GLDEX - Fitting Single and Mixture of Generalised Lambda Distributions
The fitting algorithms considered in this package have two
major objectives. One is to provide a smoothing device to fit
distributions to data using the weight and unweighted
discretised approach based on the bin width of the histogram.
The other is to provide a definitive fit to the data set using
the maximum likelihood and quantile matching estimation. Other
methods such as moment matching, starship method, L moment
matching are also provided. Diagnostics on goodness of fit can
be done via qqplots, KS-resample tests and comparing mean,
variance, skewness and kurtosis of the data with the fitted
distribution. References include the following: Karvanen and
Nuutinen (2008) "Characterizing the generalized lambda
distribution by L-moments" <doi:10.1016/j.csda.2007.06.021>,
King and MacGillivray (1999) "A starship method for fitting the
generalised lambda distributions"
<doi:10.1111/1467-842X.00089>, Su (2005) "A Discretized
Approach to Flexibly Fit Generalized Lambda Distributions to
Data" <doi:10.22237/jmasm/1130803560>, Su (2007) "Nmerical
Maximum Log Likelihood Estimation for Generalized Lambda
Distributions" <doi:10.1016/j.csda.2006.06.008>, Su (2007)

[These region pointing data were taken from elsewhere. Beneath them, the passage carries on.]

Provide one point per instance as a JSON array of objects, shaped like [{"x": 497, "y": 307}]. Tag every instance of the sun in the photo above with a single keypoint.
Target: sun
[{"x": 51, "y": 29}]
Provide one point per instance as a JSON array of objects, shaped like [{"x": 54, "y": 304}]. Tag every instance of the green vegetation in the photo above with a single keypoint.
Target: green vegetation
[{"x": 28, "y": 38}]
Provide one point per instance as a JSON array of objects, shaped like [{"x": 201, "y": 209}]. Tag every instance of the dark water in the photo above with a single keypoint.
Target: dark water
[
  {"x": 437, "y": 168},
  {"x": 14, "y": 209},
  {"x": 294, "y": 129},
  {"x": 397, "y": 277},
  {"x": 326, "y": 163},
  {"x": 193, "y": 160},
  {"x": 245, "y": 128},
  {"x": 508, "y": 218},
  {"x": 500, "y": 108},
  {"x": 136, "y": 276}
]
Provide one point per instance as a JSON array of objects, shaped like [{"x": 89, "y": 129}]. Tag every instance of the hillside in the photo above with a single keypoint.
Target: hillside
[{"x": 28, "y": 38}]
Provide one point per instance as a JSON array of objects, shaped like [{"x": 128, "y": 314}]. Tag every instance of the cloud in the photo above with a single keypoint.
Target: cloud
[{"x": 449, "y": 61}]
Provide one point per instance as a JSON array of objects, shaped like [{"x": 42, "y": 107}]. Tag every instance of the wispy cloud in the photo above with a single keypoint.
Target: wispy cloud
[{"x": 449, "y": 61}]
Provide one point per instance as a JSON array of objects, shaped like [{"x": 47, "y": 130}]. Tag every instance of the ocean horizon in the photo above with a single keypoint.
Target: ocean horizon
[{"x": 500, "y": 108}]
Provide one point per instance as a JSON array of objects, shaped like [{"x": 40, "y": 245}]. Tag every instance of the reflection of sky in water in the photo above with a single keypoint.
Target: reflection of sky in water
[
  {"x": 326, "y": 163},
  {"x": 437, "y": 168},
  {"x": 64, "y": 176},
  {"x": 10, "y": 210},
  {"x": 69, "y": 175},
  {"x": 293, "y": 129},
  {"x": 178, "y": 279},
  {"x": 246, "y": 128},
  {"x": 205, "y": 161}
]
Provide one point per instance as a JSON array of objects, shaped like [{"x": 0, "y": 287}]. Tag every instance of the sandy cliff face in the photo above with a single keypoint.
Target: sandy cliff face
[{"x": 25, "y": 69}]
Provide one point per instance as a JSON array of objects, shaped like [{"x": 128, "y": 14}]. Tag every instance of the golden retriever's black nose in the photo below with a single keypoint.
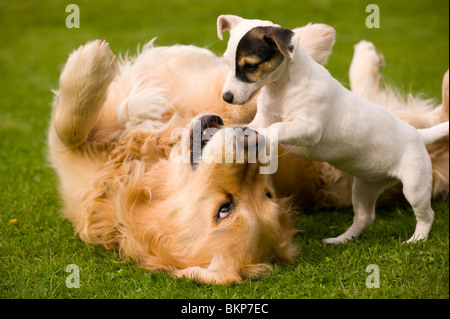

"Fitting Single and Mixture of Generalized Lambda Distributions
to Data via Discretized and Maximum Likelihood Methods: GLDEX
in R" <doi:10.18637/jss.v021.i09>, Su (2009) "Confidence
Intervals for Quantiles Using Generalized Lambda Distributions"
<doi:10.1016/j.csda.2009.02.014>, Su (2010) "Chapter 14:
Fitting GLDs and Mixture of GLDs to Data using Quantile
Matching Method" <doi:10.1201/b10159>, Su (2010) "Chapter 15:
Fitting GLD to data using GLDEX 1.0.4 in R"
<doi:10.1201/b10159>, Su (2015) "Flexible Parametric Quantile
Regression Model" <doi:10.1007/s11222-014-9457-1>, Su (2021)
"Flexible parametric accelerated failure time
model"<doi:10.1080/10543406.2021.1934854>.